Après des études supérieures à la prestigieuse université de Bab Ezzaouar d’Alger (USTHB) qui a formé de nombreux chercheurs de renommée mondiale, Messaoud Bahoura s’envole vers Paris où il poursuit ses études et entame des recherches , avant d’atterrir aux États-Unis où il dirige un centre de recherche à Norfolk State University (NSU) en Virginie où, grâce à ses travaux, jouit d’un statut particulier.

M. Messaoud Bahoura, pouvez-vous nous raconter votre parcours scolaire et universitaire ? 

Mon parcours académique a débuté dans les écoles publiques de Ghardaïa, où mes parents m’ont inculqué les valeurs de l’éducation, du travail acharné et de la persévérance.

Dès mon plus jeune âge, j’ai excellé dans diverses matières et me suis régulièrement classé parmi les premiers de ma classe.

Bien que j’ai montré une aptitude naturelle pour les sciences, j’éprouvais également un grand intérêt pour les arts, notamment le dessin de cartes et de schémas en géographie et en sciences.

Mes enseignants ont reconnu mon potentiel et m’ont encouragé à aider mes camarades, ce qui a éveillé en moi une véritable passion pour l’enseignement et le partage du savoir—une passion qui n’a cessé de guider ma carrière.

Après l’obtention de mon baccalauréat en sciences en 1988, j’ai choisi de me spécialiser en Physique des Radiations à l’USTHB, l’une des institutions les plus prestigieuses d’Afrique. J’ai eu la chance d’y être formé par des professeurs de renom qui ont nourri ma curiosité scientifique et mon ambition.

En 1992, j’ai obtenu mon diplôme d’études spécialisées (DES) et ai été sélectionné pour poursuivre des études supérieures à l’université Paris XI en France.

J’ai ainsi eu le privilège d’intégrer le diplôme d’études approfondies (DEA) en lasers et matière au laboratoire Aimé Cotton de l’université Paris-Sud, un centre de recherche d’excellence en France.

Durant mon DEA, j’ai été accepté pour un stage de recherche au Laboratoire du temps et des fréquences (LPTF) de l’Observatoire de Paris, où j’ai travaillé sur le développement de diodes Schottky en tant que mélangeurs harmoniques pour les lasers visibles et les sources micro-ondes.

Ces recherches ont abouti à ma première publication dans une revue scientifique.

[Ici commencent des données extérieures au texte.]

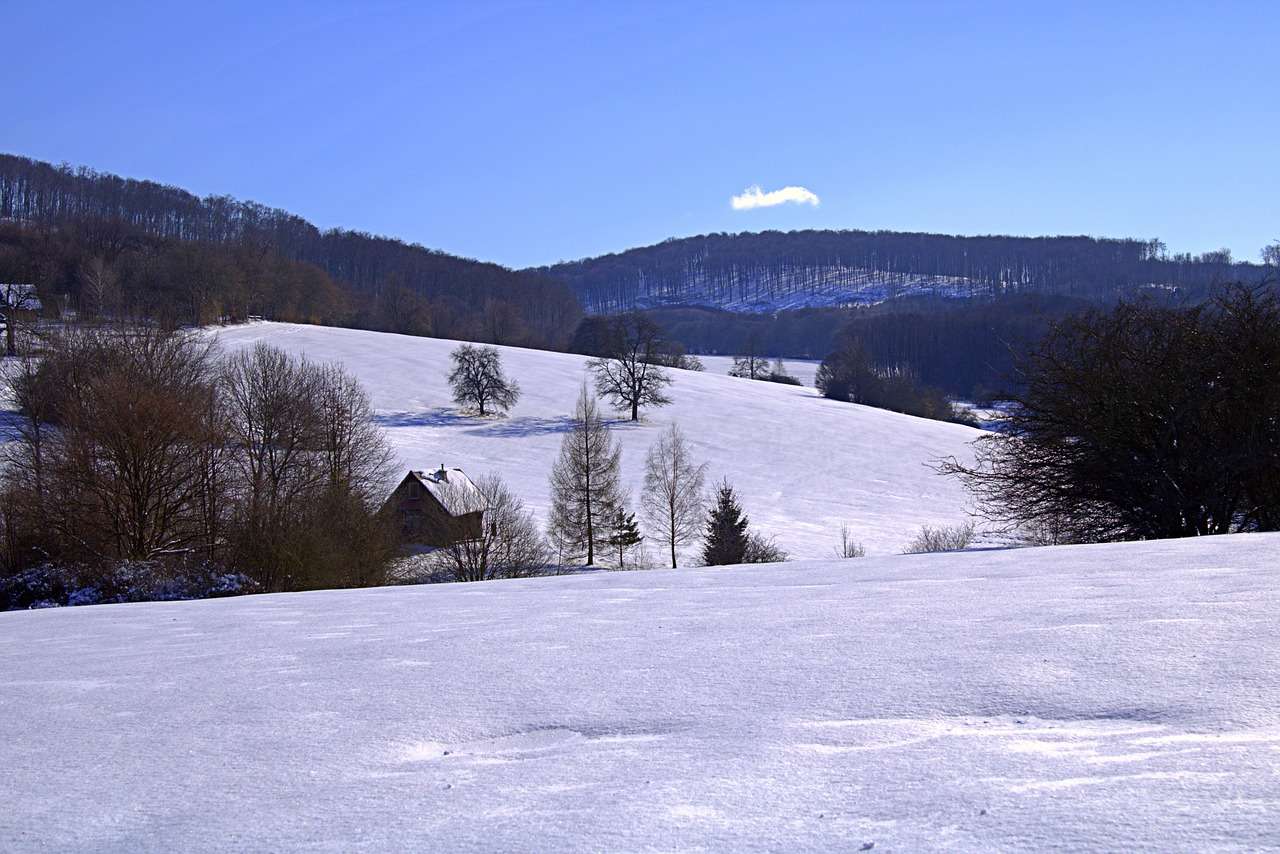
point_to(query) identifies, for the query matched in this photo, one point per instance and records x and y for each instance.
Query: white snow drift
(1074, 698)
(803, 465)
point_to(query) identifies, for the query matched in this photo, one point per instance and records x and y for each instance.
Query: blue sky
(531, 132)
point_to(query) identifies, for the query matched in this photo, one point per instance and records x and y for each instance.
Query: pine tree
(726, 530)
(584, 484)
(624, 534)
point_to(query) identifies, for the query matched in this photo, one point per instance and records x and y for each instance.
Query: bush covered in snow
(49, 585)
(945, 538)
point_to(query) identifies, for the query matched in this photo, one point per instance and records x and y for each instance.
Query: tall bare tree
(478, 379)
(584, 483)
(14, 301)
(672, 498)
(630, 377)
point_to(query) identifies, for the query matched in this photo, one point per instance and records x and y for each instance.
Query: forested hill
(776, 270)
(82, 236)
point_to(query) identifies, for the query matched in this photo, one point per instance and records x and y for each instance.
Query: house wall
(424, 521)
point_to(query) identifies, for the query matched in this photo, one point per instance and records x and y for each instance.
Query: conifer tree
(672, 497)
(625, 534)
(726, 530)
(584, 484)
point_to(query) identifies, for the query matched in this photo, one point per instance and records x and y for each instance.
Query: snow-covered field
(1074, 698)
(803, 369)
(803, 465)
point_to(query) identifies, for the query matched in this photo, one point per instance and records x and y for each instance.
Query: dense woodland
(101, 243)
(776, 266)
(964, 347)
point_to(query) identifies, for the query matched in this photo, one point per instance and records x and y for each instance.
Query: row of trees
(629, 370)
(112, 245)
(589, 516)
(1142, 421)
(769, 269)
(849, 374)
(147, 446)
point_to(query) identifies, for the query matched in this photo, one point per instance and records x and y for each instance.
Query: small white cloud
(755, 197)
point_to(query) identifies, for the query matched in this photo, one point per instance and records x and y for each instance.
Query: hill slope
(119, 225)
(803, 465)
(778, 270)
(1087, 698)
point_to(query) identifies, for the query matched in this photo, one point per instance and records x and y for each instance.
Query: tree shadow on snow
(485, 427)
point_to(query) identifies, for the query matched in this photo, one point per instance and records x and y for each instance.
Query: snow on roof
(19, 296)
(453, 489)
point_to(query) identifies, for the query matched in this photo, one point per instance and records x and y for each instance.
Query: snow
(1078, 698)
(452, 489)
(801, 465)
(803, 369)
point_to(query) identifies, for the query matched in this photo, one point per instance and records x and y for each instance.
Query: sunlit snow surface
(1107, 697)
(801, 465)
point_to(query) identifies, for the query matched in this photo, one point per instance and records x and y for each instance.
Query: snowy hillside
(803, 465)
(803, 369)
(1077, 698)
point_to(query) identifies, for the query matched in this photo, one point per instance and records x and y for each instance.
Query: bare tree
(356, 455)
(118, 475)
(672, 498)
(510, 544)
(750, 364)
(1271, 254)
(944, 538)
(97, 286)
(631, 375)
(16, 300)
(584, 483)
(849, 547)
(478, 379)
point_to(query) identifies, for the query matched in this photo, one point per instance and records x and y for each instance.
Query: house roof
(453, 489)
(19, 296)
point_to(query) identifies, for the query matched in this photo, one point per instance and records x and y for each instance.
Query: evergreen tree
(625, 534)
(726, 530)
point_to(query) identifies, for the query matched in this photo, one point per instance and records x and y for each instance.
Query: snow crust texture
(1073, 698)
(801, 465)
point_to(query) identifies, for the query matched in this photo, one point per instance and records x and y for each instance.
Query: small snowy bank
(801, 465)
(1097, 697)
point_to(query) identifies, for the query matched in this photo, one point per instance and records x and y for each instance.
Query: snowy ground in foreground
(1100, 697)
(803, 465)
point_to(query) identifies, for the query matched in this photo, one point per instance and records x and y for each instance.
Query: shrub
(945, 538)
(849, 547)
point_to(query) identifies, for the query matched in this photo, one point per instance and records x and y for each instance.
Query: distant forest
(96, 242)
(99, 245)
(964, 347)
(718, 270)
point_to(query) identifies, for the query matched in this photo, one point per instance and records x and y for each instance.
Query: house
(438, 507)
(18, 304)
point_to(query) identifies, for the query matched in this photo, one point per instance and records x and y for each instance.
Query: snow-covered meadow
(1075, 698)
(803, 465)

En 1993, j’ai obtenu une bourse de recherche du Centre national d’études spatiales (CNES) pour contribuer au Projet d’horloge à refroidissement d’atomes en orbite (PHARAO), une référence de fréquence spatiale basée sur des atomes refroidis.

J’ai alors développé et testé avec succès un laser à diode à réflecteur de Bragg distribué miniaturisé pour fonctionner dans les conditions de microgravité, une avancée majeure dans le domaine. 

Après avoir soutenu mon DEA en 1993, j’ai eu le privilège de recevoir une bourse doctorale du Bureau national de métrologie (BNM) à Paris.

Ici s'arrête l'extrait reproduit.